THE FINNISH GOVERNMENT is prepared to borrow an additional 10 billion euros this year to finance the emergency funding scheme it announced for electricity producers last weekend.
The Ministry of Finance on Monday pointed out that the effects of the scheme on central government debt remain unknown due to uncertainty over how many electricity producers will have no choice but to resort to the loans and guarantees offered under the scheme.
“It’s clear that in a situation as uncertain as this, where we don’t know whether companies will come to the state’s loan counter, it’s very unlikely that we’ll prepare to grant the full 10 billion euros in loans,” Teppo Koivisto, the director of finance at the State Treasury, was quoted saying by YLE.
Should the demand for the loans exceed expectations, though, central government debt could increase by as much as 18.9 billion euros in 2022.
Minister of Finance Annika Saarikko (Centre) stated that the funding should not be misconstrued as financial aid or subsidy.
“It’s a loan,” she emphasised. “Companies must pay it back in two years’ time. And the government would only lose money in the extreme circumstance where the company ends up permanently insolvent. Even then, similarly to a regular loan, a share of the company’s collaterals – such as power plants or electricity production – corresponding to the [loan] value would end up in the state’s possession.”
The emergency funding scheme enables the government to grant loans and guarantees to companies with an electricity production capacity of more than 100 megawatts that have exhausted all other financing options, that are deemed critical for the functioning of the electricity market and that are at risk of insolvency due to soaring collateral requirements.
The terms and conditions of the financing are tremendously strict to ensure it is used only as a last-resort option.
They will be granted on a case-by-case basis following an approval from the Ministry of Economic Affairs and Employment. The Ministry of Finance additionally retains the right to commission an external review of the risks associated with each loan.
The loan cannot be granted to a company that has or has had financial difficulties.
The financing will be available until the end of next year with a maximum repayment period of two years and with a total interest rate of 10 per cent for the first six months and one of 12 per cent for the rest of the repayment period, according to Helsingin Sanomat.
The borrower, in turn, will be prohibited from making dividend payouts or re-distributing their profits in other ways until the loan has been repaid. Offering bonuses, pay rises and other incentives to the management will similarly be prohibited between 2022 and 2023. The borrower must also invite the government to take up a one per cent stake through a free share issue or consent to a three-percentage-point increase in the interest rate.
“The loan terms are exceptionally strict,” confirmed Saarikko. “It’s a message from the government to companies that this is a last-resort form of assistance. You should first turn to your owners, such as municipalities in the public sector, and market-based financing solutions.”
The government introduced the emergency funding scheme due to the mounting collateral requirements faced by energy companies active in the electricity derivatives market.
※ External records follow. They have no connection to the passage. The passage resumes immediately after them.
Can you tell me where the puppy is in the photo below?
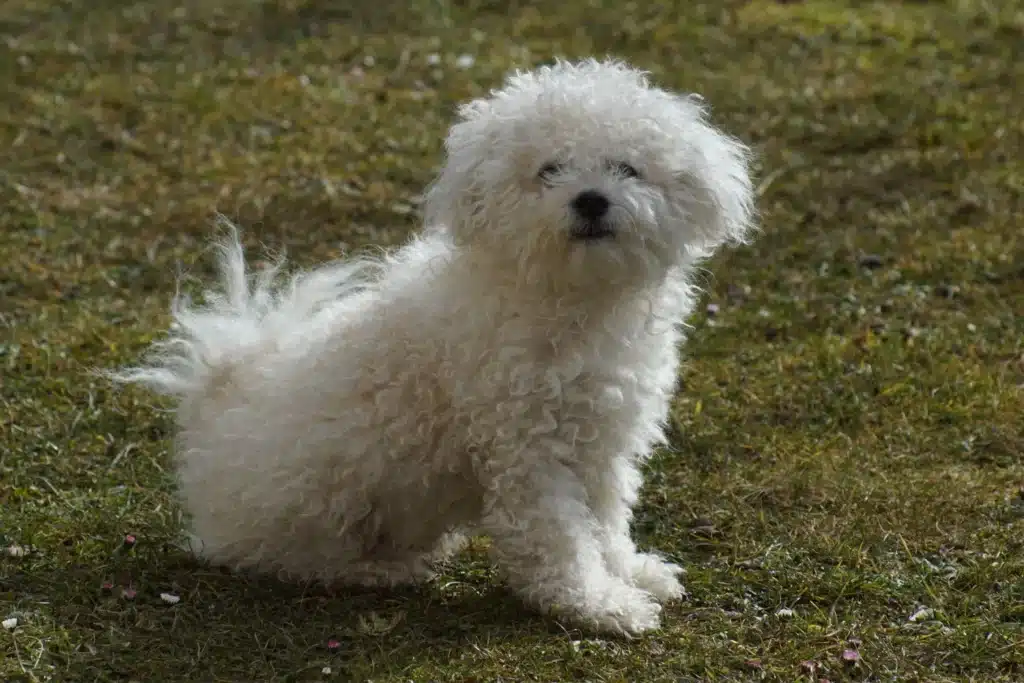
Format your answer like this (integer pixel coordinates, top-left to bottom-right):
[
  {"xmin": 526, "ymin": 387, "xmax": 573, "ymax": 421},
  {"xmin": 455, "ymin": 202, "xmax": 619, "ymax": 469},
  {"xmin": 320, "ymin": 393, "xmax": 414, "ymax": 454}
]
[{"xmin": 117, "ymin": 60, "xmax": 753, "ymax": 634}]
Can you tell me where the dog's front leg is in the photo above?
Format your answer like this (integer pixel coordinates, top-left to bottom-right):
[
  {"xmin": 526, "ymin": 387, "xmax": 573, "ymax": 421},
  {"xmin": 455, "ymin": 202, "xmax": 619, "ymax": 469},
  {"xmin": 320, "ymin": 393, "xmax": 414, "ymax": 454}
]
[
  {"xmin": 482, "ymin": 458, "xmax": 662, "ymax": 634},
  {"xmin": 586, "ymin": 456, "xmax": 683, "ymax": 600}
]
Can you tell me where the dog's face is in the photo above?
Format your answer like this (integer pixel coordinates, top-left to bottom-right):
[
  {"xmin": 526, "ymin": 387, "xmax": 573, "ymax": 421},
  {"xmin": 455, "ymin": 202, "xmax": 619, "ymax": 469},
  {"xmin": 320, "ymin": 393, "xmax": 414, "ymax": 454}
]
[{"xmin": 426, "ymin": 60, "xmax": 752, "ymax": 286}]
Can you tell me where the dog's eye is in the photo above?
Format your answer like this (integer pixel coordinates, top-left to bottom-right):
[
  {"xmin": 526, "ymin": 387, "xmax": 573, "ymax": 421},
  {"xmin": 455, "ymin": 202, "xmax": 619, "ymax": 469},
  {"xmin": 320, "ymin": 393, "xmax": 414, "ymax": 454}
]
[
  {"xmin": 537, "ymin": 162, "xmax": 562, "ymax": 182},
  {"xmin": 611, "ymin": 162, "xmax": 640, "ymax": 178}
]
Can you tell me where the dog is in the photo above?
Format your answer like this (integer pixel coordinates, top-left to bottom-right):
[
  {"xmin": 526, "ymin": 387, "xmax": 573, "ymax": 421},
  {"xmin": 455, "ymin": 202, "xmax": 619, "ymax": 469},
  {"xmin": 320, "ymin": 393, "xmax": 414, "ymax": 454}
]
[{"xmin": 117, "ymin": 59, "xmax": 755, "ymax": 636}]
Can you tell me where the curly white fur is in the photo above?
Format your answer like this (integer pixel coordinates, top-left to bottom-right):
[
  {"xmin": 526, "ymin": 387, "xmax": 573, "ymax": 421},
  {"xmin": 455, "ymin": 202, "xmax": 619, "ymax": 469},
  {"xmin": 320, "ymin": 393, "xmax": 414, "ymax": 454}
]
[{"xmin": 118, "ymin": 60, "xmax": 753, "ymax": 633}]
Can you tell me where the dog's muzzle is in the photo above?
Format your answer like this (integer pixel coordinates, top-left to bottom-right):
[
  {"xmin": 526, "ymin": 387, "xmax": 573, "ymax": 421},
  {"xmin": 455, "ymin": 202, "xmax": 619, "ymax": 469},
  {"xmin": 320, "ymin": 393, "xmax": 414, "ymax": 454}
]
[{"xmin": 570, "ymin": 189, "xmax": 614, "ymax": 242}]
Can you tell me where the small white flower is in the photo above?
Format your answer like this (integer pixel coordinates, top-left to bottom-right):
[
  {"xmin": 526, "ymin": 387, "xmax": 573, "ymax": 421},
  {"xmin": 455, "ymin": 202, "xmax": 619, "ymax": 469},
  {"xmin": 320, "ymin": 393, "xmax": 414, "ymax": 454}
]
[{"xmin": 908, "ymin": 607, "xmax": 935, "ymax": 623}]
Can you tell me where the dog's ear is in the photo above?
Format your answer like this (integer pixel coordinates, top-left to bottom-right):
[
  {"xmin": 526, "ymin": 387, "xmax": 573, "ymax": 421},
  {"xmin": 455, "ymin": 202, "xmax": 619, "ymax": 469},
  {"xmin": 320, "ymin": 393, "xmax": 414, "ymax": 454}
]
[
  {"xmin": 676, "ymin": 96, "xmax": 755, "ymax": 251},
  {"xmin": 424, "ymin": 99, "xmax": 495, "ymax": 240}
]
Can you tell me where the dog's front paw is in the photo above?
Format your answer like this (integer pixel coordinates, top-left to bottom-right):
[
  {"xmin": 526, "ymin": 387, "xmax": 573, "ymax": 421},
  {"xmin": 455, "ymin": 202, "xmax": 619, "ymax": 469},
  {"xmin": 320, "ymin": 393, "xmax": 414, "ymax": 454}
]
[
  {"xmin": 553, "ymin": 584, "xmax": 662, "ymax": 636},
  {"xmin": 589, "ymin": 588, "xmax": 662, "ymax": 636},
  {"xmin": 630, "ymin": 553, "xmax": 686, "ymax": 600}
]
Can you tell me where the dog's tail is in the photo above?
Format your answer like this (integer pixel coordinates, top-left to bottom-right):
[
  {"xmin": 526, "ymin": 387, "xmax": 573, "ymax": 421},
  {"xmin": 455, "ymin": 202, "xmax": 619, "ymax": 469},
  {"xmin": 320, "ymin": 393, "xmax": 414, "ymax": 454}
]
[{"xmin": 108, "ymin": 221, "xmax": 381, "ymax": 399}]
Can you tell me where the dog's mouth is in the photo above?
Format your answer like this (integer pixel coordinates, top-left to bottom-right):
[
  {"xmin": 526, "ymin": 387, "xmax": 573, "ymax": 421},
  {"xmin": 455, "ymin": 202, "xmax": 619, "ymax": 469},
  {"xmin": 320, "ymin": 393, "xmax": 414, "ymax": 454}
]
[{"xmin": 569, "ymin": 220, "xmax": 615, "ymax": 242}]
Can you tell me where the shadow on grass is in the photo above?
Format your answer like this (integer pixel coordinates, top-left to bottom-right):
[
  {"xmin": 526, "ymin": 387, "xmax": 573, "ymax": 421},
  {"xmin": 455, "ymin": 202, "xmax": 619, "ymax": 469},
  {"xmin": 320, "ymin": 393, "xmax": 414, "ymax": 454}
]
[{"xmin": 6, "ymin": 548, "xmax": 561, "ymax": 681}]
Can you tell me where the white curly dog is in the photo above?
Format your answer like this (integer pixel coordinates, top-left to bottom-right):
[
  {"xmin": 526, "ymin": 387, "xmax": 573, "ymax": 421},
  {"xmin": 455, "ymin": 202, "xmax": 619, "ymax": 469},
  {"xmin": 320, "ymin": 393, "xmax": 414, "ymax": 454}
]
[{"xmin": 118, "ymin": 60, "xmax": 754, "ymax": 635}]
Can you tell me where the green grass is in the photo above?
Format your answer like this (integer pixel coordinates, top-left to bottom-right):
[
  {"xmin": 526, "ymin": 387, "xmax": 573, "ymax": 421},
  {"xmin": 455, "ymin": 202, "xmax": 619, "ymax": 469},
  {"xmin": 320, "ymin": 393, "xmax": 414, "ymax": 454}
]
[{"xmin": 0, "ymin": 0, "xmax": 1024, "ymax": 683}]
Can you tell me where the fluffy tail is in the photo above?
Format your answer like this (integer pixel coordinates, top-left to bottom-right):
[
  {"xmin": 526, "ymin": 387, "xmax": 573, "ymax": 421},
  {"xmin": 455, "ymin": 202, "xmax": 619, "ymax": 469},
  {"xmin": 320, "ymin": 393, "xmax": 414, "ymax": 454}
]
[{"xmin": 109, "ymin": 221, "xmax": 380, "ymax": 398}]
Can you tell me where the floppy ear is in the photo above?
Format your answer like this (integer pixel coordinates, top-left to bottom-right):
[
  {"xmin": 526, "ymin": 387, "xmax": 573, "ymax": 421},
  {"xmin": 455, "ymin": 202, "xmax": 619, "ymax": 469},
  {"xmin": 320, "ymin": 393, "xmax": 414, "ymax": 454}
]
[
  {"xmin": 424, "ymin": 99, "xmax": 492, "ymax": 239},
  {"xmin": 690, "ymin": 122, "xmax": 754, "ymax": 249},
  {"xmin": 676, "ymin": 96, "xmax": 755, "ymax": 251}
]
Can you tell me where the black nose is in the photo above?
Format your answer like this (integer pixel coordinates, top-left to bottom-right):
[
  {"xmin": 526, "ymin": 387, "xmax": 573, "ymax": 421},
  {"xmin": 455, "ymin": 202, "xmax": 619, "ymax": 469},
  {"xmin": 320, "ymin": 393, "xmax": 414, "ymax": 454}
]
[{"xmin": 572, "ymin": 189, "xmax": 609, "ymax": 220}]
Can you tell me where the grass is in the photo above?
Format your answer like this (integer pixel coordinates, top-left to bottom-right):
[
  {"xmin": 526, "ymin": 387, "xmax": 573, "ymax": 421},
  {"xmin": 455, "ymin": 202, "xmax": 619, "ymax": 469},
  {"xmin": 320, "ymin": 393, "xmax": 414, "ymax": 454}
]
[{"xmin": 0, "ymin": 0, "xmax": 1024, "ymax": 683}]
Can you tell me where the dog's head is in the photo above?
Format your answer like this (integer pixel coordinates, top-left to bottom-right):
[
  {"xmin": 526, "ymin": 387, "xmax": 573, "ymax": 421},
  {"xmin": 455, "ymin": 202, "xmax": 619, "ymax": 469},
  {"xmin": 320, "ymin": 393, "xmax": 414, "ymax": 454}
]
[{"xmin": 426, "ymin": 60, "xmax": 753, "ymax": 284}]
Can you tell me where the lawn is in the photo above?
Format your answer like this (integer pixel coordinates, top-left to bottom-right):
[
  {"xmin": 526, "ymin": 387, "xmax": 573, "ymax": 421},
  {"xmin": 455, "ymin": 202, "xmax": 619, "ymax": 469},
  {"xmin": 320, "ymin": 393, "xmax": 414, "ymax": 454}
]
[{"xmin": 0, "ymin": 0, "xmax": 1024, "ymax": 683}]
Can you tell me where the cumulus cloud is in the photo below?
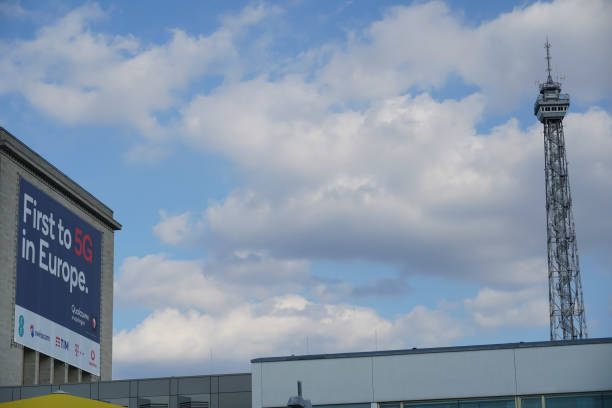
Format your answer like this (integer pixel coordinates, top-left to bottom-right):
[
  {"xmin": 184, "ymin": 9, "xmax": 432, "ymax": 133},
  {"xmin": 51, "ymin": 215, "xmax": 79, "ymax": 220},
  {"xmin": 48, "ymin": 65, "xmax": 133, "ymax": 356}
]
[
  {"xmin": 464, "ymin": 285, "xmax": 549, "ymax": 329},
  {"xmin": 113, "ymin": 295, "xmax": 463, "ymax": 363},
  {"xmin": 115, "ymin": 252, "xmax": 313, "ymax": 313},
  {"xmin": 180, "ymin": 95, "xmax": 612, "ymax": 285}
]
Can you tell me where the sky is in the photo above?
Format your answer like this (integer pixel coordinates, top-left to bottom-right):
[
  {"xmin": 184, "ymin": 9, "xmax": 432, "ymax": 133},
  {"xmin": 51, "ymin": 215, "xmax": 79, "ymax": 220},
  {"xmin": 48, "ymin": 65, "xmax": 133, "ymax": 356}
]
[{"xmin": 0, "ymin": 0, "xmax": 612, "ymax": 379}]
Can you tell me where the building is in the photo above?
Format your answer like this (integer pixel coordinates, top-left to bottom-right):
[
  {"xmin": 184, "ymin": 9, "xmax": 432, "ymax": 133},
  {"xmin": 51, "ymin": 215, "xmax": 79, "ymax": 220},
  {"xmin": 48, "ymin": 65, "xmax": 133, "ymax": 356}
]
[
  {"xmin": 0, "ymin": 128, "xmax": 121, "ymax": 386},
  {"xmin": 0, "ymin": 374, "xmax": 251, "ymax": 408},
  {"xmin": 0, "ymin": 338, "xmax": 612, "ymax": 408},
  {"xmin": 251, "ymin": 338, "xmax": 612, "ymax": 408}
]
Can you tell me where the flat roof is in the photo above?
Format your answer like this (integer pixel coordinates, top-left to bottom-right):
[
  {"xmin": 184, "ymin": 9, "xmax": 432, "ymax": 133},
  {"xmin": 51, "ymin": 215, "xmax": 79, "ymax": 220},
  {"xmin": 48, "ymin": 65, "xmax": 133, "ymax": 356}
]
[
  {"xmin": 0, "ymin": 127, "xmax": 121, "ymax": 230},
  {"xmin": 251, "ymin": 337, "xmax": 612, "ymax": 363}
]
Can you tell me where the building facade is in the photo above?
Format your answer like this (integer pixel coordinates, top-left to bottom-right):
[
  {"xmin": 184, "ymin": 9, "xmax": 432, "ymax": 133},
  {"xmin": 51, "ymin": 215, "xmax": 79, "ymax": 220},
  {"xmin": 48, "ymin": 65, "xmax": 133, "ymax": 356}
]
[
  {"xmin": 0, "ymin": 374, "xmax": 251, "ymax": 408},
  {"xmin": 0, "ymin": 128, "xmax": 121, "ymax": 386},
  {"xmin": 251, "ymin": 338, "xmax": 612, "ymax": 408}
]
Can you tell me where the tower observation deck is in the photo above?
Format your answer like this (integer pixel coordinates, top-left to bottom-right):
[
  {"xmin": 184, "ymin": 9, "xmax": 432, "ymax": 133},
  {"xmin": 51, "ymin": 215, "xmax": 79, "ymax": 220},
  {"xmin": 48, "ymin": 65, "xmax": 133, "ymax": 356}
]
[{"xmin": 533, "ymin": 40, "xmax": 588, "ymax": 340}]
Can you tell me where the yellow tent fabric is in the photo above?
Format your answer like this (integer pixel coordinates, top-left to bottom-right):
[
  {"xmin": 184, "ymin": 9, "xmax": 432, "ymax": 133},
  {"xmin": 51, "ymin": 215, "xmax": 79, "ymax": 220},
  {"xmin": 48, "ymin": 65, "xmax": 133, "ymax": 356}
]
[{"xmin": 0, "ymin": 394, "xmax": 120, "ymax": 408}]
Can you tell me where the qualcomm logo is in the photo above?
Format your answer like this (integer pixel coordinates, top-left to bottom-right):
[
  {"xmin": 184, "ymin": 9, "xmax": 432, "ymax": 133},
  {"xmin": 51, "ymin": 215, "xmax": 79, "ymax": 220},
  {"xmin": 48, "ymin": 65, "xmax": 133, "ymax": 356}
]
[
  {"xmin": 19, "ymin": 315, "xmax": 25, "ymax": 337},
  {"xmin": 55, "ymin": 337, "xmax": 70, "ymax": 350}
]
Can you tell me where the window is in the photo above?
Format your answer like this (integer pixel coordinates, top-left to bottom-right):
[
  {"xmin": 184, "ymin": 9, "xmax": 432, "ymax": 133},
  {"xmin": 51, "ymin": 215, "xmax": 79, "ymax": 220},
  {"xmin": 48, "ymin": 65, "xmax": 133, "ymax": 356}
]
[
  {"xmin": 521, "ymin": 397, "xmax": 542, "ymax": 408},
  {"xmin": 546, "ymin": 394, "xmax": 609, "ymax": 408}
]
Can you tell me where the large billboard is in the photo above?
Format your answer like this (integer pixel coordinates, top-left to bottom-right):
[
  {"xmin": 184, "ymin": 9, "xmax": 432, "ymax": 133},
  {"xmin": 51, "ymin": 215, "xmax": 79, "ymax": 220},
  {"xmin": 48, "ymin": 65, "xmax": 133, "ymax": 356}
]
[{"xmin": 14, "ymin": 177, "xmax": 102, "ymax": 376}]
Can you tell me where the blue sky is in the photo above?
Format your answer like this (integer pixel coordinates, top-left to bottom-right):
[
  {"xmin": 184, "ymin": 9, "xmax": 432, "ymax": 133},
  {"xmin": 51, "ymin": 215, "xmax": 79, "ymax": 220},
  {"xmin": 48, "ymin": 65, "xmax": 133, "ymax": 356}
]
[{"xmin": 0, "ymin": 0, "xmax": 612, "ymax": 378}]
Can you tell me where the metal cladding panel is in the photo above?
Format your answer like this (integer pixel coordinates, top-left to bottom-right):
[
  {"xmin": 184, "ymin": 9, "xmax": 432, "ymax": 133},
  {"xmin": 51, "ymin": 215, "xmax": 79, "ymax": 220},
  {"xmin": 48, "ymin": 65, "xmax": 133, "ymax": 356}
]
[
  {"xmin": 253, "ymin": 358, "xmax": 372, "ymax": 407},
  {"xmin": 219, "ymin": 391, "xmax": 251, "ymax": 408},
  {"xmin": 516, "ymin": 343, "xmax": 612, "ymax": 394},
  {"xmin": 178, "ymin": 377, "xmax": 210, "ymax": 394},
  {"xmin": 373, "ymin": 349, "xmax": 515, "ymax": 401},
  {"xmin": 218, "ymin": 374, "xmax": 251, "ymax": 392},
  {"xmin": 0, "ymin": 387, "xmax": 13, "ymax": 402},
  {"xmin": 60, "ymin": 383, "xmax": 91, "ymax": 398},
  {"xmin": 100, "ymin": 381, "xmax": 130, "ymax": 399},
  {"xmin": 138, "ymin": 378, "xmax": 170, "ymax": 397}
]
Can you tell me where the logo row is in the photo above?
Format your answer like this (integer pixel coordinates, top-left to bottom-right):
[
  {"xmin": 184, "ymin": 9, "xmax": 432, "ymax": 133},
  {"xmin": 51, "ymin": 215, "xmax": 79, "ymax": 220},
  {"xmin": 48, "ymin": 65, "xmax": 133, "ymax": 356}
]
[{"xmin": 18, "ymin": 315, "xmax": 96, "ymax": 367}]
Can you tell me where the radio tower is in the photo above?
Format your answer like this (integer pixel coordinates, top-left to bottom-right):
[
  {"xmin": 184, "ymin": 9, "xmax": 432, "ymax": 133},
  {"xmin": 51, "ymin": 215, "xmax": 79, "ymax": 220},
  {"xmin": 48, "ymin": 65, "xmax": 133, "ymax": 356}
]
[{"xmin": 534, "ymin": 39, "xmax": 588, "ymax": 340}]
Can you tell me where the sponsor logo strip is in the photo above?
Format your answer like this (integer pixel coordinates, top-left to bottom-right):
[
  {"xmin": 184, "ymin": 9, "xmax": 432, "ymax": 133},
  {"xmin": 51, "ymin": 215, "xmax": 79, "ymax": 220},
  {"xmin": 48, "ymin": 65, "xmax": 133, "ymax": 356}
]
[{"xmin": 14, "ymin": 305, "xmax": 100, "ymax": 376}]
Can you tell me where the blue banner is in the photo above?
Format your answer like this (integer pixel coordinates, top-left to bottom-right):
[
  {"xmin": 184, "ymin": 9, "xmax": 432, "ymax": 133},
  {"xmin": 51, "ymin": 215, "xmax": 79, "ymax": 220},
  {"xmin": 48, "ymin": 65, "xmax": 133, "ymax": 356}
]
[{"xmin": 15, "ymin": 177, "xmax": 102, "ymax": 344}]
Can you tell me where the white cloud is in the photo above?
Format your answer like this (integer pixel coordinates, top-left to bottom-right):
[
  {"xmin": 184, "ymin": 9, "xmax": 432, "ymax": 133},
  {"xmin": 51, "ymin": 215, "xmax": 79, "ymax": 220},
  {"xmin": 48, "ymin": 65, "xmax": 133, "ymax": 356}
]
[
  {"xmin": 115, "ymin": 252, "xmax": 312, "ymax": 314},
  {"xmin": 464, "ymin": 286, "xmax": 549, "ymax": 329},
  {"xmin": 113, "ymin": 295, "xmax": 463, "ymax": 364}
]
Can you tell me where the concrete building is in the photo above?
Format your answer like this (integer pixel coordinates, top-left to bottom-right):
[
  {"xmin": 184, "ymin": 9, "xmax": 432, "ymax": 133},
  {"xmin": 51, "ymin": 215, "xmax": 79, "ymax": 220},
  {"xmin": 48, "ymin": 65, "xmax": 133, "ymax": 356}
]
[
  {"xmin": 0, "ymin": 374, "xmax": 251, "ymax": 408},
  {"xmin": 251, "ymin": 338, "xmax": 612, "ymax": 408},
  {"xmin": 0, "ymin": 128, "xmax": 121, "ymax": 386}
]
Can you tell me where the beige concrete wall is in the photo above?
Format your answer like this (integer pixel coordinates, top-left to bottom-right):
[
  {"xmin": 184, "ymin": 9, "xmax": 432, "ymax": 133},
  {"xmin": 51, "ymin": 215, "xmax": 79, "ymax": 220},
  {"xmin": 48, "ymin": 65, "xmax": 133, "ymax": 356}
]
[{"xmin": 0, "ymin": 151, "xmax": 114, "ymax": 385}]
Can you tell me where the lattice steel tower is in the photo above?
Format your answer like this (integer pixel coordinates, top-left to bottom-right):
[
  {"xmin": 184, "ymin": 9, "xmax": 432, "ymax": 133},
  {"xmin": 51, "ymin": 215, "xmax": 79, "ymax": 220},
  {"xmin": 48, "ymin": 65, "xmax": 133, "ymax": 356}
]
[{"xmin": 534, "ymin": 40, "xmax": 588, "ymax": 340}]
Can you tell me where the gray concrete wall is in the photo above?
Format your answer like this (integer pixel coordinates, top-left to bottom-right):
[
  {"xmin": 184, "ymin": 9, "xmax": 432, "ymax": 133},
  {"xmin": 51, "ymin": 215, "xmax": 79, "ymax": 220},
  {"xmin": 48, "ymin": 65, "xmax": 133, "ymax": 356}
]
[
  {"xmin": 0, "ymin": 143, "xmax": 114, "ymax": 385},
  {"xmin": 0, "ymin": 374, "xmax": 251, "ymax": 408},
  {"xmin": 251, "ymin": 341, "xmax": 612, "ymax": 408}
]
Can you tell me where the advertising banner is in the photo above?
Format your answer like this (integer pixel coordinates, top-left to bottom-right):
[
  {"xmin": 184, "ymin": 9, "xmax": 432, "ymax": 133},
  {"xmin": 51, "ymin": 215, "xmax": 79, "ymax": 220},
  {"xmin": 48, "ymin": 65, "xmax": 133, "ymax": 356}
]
[{"xmin": 14, "ymin": 177, "xmax": 102, "ymax": 376}]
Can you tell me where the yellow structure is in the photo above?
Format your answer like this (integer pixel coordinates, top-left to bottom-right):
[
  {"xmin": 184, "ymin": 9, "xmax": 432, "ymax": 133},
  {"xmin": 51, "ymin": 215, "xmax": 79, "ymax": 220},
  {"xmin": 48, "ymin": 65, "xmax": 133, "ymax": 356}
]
[{"xmin": 0, "ymin": 393, "xmax": 119, "ymax": 408}]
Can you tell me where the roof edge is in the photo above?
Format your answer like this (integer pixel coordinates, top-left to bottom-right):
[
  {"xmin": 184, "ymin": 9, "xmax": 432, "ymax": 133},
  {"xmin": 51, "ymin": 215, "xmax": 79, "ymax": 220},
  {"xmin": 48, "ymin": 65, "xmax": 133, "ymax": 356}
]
[
  {"xmin": 0, "ymin": 126, "xmax": 121, "ymax": 231},
  {"xmin": 251, "ymin": 337, "xmax": 612, "ymax": 363}
]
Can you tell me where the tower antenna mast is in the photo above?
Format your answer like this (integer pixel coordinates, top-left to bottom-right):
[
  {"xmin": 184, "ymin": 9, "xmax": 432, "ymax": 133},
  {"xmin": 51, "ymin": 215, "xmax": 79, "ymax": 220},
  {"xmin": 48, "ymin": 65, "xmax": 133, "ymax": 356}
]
[{"xmin": 533, "ymin": 38, "xmax": 588, "ymax": 340}]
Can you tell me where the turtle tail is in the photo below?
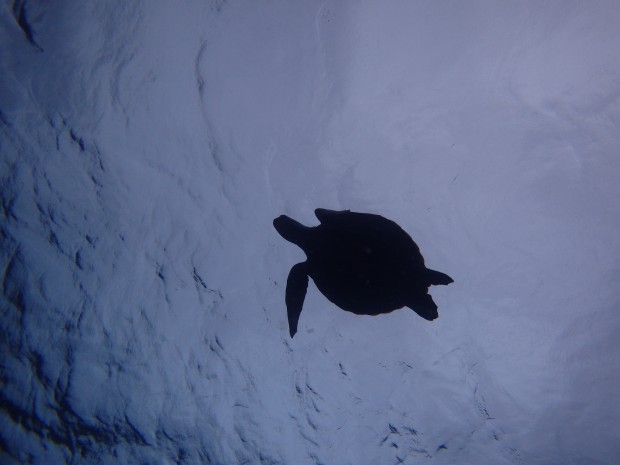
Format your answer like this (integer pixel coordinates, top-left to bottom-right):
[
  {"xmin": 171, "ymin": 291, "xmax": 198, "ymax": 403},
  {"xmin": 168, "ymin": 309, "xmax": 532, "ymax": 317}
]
[{"xmin": 273, "ymin": 215, "xmax": 312, "ymax": 250}]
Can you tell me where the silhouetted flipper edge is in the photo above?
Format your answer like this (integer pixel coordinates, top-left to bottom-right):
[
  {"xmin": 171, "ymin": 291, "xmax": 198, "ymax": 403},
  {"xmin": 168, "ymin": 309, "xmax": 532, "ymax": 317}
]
[
  {"xmin": 314, "ymin": 208, "xmax": 351, "ymax": 223},
  {"xmin": 426, "ymin": 269, "xmax": 454, "ymax": 286},
  {"xmin": 286, "ymin": 262, "xmax": 308, "ymax": 338},
  {"xmin": 407, "ymin": 294, "xmax": 439, "ymax": 321}
]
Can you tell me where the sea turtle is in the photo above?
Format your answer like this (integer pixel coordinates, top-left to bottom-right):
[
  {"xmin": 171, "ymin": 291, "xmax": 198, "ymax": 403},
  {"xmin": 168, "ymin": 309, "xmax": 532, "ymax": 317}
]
[{"xmin": 273, "ymin": 208, "xmax": 453, "ymax": 337}]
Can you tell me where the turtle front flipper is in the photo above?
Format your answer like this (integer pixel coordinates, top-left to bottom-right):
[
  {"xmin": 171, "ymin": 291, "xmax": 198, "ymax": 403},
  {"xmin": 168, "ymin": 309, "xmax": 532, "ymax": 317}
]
[{"xmin": 286, "ymin": 262, "xmax": 308, "ymax": 337}]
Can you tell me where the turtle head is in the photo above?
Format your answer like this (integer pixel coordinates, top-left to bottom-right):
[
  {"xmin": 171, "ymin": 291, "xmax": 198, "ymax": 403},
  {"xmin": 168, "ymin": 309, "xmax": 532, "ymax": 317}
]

Collaterals can be demanded by customers as a form of guarantee of their future electricity supply as their value is equal to the difference of the price defined in the futures contract and current price.
Energy prices have soared in the wake of Russia’s invasion of Ukraine.
The Ministry of Economic Affairs and Employment has estimated that Finnish energy companies have roughly five billion euros in liquid assets tied up in collaterals. Most of the total is accounted for by Fortum.
With Russia announcing an indefinite shutdown of gas deliveries through Nord Stream 1, the crisis is expected to exacerbate. Dmitry Peskov, the Kremlin’s spokesperson, on Monday declared that a full resumption of the deliveries is “undoubtedly” contingent on the lifting of sanctions against Russia.